OCI Block Volume Performance with GlusterFS

January 16, 2020 | 5 minute read
Text Size 100%:

In my previous post, I described how to setup a highly available GusterFS server environment using terraform. I briefly mentioned the provisions I had taken to ensure high performance as well, but didn't go into details of performance validation. This is what I'll do here.

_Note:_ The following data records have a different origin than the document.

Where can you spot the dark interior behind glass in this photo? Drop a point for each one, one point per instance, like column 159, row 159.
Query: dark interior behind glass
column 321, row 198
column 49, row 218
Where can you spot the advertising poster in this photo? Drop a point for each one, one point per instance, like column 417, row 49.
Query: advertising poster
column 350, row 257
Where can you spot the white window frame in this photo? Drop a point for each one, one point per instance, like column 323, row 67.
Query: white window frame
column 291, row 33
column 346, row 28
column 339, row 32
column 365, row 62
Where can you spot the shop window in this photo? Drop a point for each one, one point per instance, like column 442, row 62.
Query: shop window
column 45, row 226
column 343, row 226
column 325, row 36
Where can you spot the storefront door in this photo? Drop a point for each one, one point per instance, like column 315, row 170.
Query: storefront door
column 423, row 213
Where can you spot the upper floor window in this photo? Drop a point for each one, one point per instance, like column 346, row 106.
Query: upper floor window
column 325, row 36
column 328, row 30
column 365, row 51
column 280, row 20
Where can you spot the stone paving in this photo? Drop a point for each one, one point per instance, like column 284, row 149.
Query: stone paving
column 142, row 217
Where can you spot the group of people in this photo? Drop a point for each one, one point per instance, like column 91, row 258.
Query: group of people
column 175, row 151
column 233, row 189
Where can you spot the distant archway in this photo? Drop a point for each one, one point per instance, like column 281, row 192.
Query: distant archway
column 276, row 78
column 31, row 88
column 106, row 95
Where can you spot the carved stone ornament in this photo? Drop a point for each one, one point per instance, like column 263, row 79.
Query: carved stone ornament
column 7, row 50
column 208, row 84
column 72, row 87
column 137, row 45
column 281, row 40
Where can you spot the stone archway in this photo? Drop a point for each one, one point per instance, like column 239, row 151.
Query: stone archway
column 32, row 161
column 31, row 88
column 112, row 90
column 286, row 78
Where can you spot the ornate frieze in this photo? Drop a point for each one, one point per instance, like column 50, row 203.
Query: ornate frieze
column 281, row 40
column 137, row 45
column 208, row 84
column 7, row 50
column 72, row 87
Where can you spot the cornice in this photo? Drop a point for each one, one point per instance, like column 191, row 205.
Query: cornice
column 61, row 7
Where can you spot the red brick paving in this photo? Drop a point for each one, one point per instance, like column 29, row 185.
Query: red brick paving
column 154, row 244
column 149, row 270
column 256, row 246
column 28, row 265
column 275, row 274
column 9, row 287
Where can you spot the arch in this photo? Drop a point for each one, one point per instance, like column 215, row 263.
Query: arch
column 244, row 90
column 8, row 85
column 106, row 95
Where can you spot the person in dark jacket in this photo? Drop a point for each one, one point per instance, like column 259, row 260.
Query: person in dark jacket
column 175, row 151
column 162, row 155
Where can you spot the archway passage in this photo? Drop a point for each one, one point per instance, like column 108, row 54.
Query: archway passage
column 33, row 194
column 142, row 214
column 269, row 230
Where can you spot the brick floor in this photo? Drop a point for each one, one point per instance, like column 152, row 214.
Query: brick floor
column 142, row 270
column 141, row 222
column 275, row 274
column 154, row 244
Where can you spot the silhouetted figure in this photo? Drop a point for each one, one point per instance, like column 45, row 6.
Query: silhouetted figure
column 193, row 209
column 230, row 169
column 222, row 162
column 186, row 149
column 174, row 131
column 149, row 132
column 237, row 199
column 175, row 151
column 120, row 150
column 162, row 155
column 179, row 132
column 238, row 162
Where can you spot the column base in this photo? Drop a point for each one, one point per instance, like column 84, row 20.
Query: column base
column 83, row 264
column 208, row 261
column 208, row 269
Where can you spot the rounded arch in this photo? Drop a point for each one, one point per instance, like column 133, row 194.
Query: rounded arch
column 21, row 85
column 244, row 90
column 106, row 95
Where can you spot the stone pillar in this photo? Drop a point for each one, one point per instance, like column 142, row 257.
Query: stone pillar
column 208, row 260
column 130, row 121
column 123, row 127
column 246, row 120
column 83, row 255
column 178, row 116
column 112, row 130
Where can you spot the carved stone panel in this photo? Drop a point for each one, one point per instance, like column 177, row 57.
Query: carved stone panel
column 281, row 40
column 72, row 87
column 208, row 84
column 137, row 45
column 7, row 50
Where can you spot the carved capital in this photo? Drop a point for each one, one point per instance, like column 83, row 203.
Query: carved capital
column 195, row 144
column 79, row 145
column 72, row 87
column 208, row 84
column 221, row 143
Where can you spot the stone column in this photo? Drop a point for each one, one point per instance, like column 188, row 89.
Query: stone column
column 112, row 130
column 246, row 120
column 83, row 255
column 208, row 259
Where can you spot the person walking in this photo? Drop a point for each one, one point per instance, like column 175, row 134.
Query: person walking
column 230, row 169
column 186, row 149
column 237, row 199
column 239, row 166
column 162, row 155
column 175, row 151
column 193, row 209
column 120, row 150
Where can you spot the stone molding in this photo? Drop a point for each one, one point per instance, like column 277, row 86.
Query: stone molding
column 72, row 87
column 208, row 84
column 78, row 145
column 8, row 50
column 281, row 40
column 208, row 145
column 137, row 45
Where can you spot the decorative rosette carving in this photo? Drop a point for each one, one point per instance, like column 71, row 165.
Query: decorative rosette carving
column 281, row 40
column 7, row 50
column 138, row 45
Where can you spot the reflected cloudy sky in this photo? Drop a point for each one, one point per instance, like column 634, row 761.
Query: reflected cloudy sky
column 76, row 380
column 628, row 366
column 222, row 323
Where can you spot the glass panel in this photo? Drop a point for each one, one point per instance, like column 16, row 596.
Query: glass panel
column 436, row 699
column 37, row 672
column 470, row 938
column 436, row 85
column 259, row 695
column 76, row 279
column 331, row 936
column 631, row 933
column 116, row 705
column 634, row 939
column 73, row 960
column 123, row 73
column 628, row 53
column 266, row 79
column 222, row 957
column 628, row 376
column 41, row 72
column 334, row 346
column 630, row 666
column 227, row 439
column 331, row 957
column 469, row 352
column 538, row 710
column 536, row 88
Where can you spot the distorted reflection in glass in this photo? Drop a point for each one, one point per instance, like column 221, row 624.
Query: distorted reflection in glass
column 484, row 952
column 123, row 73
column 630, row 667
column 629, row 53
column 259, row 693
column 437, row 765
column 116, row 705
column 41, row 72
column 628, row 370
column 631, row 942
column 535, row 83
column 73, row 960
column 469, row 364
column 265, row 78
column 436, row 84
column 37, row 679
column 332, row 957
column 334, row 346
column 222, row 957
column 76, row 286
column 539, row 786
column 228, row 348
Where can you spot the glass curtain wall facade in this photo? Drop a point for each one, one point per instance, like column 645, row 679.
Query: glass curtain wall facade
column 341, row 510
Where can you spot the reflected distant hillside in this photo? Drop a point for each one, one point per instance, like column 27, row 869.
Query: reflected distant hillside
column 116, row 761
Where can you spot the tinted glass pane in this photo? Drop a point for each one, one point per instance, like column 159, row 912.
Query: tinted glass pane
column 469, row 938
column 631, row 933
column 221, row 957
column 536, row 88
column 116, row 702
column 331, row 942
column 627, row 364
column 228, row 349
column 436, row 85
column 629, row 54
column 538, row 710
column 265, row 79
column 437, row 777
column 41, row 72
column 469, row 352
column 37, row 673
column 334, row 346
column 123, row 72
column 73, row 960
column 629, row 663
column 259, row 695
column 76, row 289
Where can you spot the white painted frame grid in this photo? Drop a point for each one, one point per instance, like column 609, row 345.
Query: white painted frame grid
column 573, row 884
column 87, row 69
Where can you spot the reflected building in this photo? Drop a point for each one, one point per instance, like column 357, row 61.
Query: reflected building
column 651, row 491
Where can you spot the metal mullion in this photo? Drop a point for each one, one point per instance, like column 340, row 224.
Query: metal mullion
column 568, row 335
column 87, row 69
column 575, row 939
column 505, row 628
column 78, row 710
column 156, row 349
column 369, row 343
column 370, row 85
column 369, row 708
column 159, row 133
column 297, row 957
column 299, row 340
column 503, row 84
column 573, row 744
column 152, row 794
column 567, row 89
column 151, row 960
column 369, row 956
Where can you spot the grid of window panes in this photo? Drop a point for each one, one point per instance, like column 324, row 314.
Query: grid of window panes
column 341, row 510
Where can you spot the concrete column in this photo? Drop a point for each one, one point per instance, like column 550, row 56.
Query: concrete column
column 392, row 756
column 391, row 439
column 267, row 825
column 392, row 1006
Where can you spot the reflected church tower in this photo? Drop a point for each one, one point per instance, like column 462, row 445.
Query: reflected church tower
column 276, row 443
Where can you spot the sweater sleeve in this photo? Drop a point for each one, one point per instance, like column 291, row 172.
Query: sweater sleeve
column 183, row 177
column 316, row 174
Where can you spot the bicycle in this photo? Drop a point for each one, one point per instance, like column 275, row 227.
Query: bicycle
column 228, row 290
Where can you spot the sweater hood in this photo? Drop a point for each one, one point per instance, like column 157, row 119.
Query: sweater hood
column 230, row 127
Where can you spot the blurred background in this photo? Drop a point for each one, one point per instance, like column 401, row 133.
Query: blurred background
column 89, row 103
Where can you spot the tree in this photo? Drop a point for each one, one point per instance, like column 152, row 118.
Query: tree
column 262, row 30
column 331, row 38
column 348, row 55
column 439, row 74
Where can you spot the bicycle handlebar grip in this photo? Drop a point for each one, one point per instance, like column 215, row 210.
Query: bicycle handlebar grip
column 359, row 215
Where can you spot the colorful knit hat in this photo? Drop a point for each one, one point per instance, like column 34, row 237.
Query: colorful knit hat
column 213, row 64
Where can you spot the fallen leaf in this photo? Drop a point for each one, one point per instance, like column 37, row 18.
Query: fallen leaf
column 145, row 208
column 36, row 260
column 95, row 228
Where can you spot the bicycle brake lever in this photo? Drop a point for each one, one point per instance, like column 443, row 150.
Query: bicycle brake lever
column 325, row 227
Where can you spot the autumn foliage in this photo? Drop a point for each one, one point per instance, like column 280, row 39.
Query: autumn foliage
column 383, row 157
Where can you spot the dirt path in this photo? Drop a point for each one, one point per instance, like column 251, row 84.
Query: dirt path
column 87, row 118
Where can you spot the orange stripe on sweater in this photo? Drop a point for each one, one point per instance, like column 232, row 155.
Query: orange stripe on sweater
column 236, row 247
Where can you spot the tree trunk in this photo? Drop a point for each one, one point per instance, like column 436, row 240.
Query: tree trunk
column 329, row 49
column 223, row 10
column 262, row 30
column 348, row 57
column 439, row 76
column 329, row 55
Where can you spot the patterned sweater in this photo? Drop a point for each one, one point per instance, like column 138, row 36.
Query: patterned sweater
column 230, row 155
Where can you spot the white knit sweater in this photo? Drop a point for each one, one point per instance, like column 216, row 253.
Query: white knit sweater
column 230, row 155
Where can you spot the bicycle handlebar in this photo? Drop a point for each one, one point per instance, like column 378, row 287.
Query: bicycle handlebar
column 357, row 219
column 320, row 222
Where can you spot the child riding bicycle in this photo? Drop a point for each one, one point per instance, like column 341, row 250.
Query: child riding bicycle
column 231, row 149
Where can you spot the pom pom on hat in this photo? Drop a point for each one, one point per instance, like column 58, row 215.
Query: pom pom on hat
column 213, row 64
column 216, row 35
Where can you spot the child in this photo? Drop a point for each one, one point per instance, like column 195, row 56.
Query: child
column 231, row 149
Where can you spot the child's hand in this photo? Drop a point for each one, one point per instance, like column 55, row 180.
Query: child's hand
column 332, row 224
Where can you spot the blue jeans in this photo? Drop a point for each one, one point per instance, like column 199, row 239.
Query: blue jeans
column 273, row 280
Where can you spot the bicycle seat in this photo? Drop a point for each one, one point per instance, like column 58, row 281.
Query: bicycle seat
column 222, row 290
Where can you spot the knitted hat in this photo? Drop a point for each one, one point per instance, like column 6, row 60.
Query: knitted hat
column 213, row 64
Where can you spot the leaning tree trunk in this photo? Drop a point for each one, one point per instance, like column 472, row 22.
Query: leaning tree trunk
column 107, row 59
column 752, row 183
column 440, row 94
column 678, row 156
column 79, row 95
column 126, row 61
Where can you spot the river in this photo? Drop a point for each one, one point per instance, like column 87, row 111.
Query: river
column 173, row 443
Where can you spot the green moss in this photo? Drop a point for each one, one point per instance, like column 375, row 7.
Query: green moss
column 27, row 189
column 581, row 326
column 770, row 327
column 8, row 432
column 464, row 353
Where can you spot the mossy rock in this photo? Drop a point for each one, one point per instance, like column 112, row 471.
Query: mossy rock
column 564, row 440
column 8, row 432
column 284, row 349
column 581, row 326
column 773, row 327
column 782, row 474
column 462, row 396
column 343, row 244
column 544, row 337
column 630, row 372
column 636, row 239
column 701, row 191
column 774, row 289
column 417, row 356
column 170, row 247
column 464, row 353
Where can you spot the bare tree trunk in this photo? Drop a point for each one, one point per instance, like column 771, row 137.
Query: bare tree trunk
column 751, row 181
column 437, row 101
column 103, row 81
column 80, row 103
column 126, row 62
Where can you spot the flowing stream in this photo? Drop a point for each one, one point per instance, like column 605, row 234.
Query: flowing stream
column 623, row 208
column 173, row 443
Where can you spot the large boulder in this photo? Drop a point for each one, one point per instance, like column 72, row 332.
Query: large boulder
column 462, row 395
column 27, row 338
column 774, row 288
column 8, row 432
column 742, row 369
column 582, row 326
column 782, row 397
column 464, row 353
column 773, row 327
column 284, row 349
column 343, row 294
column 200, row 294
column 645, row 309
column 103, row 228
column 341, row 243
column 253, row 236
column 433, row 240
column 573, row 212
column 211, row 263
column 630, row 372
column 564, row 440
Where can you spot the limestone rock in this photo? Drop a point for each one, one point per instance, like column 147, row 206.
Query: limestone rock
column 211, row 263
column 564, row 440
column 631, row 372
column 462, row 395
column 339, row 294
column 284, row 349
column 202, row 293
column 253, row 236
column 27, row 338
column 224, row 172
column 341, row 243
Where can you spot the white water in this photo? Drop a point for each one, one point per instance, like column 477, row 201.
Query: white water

To recap, the expected maximum performance from the three Gluster servers was:

  • 3 GB/sec write throughput
  • 9 GB/sec read throughput

To measure this performance, we need a sufficient number of Gluster clients and a load generator that is capable of orchestrating a distributed filesystem load in a reliable and reproducible manner. I've been using Vdbench for this purpose for quite some time and it proved to be a reliable tool here once more. To have sufficient power, I used 9 VM.Standard2.24 systems, 3 in each AD. This gave me sufficient CPU and network bandwidth to be sure that the clients would not be the limiting factor in the performance testing. The general architecture is shown in the diagram from my first post.

Vdbench Configuration

Vdbench is a very flexible and powerfull load generator for file or disk IO. You can find the user guide on its download page. (It's usually appropriate to use the latest available version.) I will briefly discuss the configuration file I used for this setup:

hd=default,jvms=24
hd=one,system=10.43.9.5,user=opc,shell=ssh
hd=two,system=10.43.9.6,user=opc,shell=ssh
hd=three,system=10.43.9.7,user=opc,shell=ssh
hd=four,system=10.43.9.8,user=opc,shell=ssh
hd=five,system=10.43.9.9,user=opc,shell=ssh
hd=six,system=10.43.9.19,user=opc,shell=ssh
hd=seven,system=10.43.9.18,user=opc,shell=ssh
hd=eight,system=10.43.9.17,user=opc,shell=ssh
hd=nine,system=10.43.9.16,user=opc,shell=ssh

fsd=fsd1,anchor=/gluster/fast/work,depth=1,width=4,files=50000,size=20M,shared=yes

fwd=default,xfersize=4k,fileio=random,fileselect=random,threads=350,stopafter=5,rdpct=100
fwd=fwd1,fsd=fsd1,host=one
fwd=fwd2,fsd=fsd1,host=two
fwd=fwd3,fsd=fsd1,host=three
fwd=fwd4,fsd=fsd1,host=four
fwd=fwd5,fsd=fsd1,host=five
fwd=fwd6,fsd=fsd1,host=six
fwd=fwd7,fsd=fsd1,host=seven
fwd=fwd8,fsd=fsd1,host=eight
fwd=fwd9,fsd=fsd1,host=nine

*rd=rd1,fwd=fwd*,fwdrate=max,format=(clean,only),interval=1

rd=rd3,fwd=fwd1,fwdrate=max,format=restart,elapsed=120,interval=1
rd=rd4,fwd=(fwd1-fwd2),fwdrate=max,format=restart,elapsed=120,interval=1
rd=rd5,fwd=(fwd1-fwd3),fwdrate=max,format=restart,elapsed=120,interval=1
rd=rd6,fwd=(fwd1-fwd4),fwdrate=max,format=restart,elapsed=120,interval=1
rd=rd7,fwd=(fwd1-fwd5),fwdrate=max,format=restart,elapsed=120,interval=1
rd=rd8,fwd=(fwd1-fwd6),fwdrate=max,format=restart,elapsed=120,interval=1
rd=rd9,fwd=(fwd1-fwd7),fwdrate=max,format=restart,elapsed=120,interval=1
rd=rd10,fwd=(fwd1-fwd8),fwdrate=max,format=restart,elapsed=120,interval=1
rd=rd11,fwd=(fwd1-fwd9),fwdrate=max,format=restart,elapsed=120,interval=1

A few remarks to explain this configuration:

  • The first section is the host definition (hd).
    • By default, all hosts will run 24 instances of the tool - one for each core.
    • Each of the hosts is given a name (one, two,...) and connection details.
  • Next comes the definition of the filesystem for the test. This will be populated with 4 directories, each containing 50k files of 20MB each.
  • In the "file work definition", I set the defaults for each run: The blocksize, IO type, number of threads and how much of the workload should be reading (rdpct=100). For a write-only workload, this parameter would be 0.
  • Next are the run definitions, where the individual test runs are defined.
    • The first one is commented out. It is only used to create the content of the filesystem. While this can be a performance test in itself, it takes significantly longer than the 120 seconds defined for the real runs.
    • The others (rd3 through rd11) will each run the workload defined in above, with a varying number of hosts participating.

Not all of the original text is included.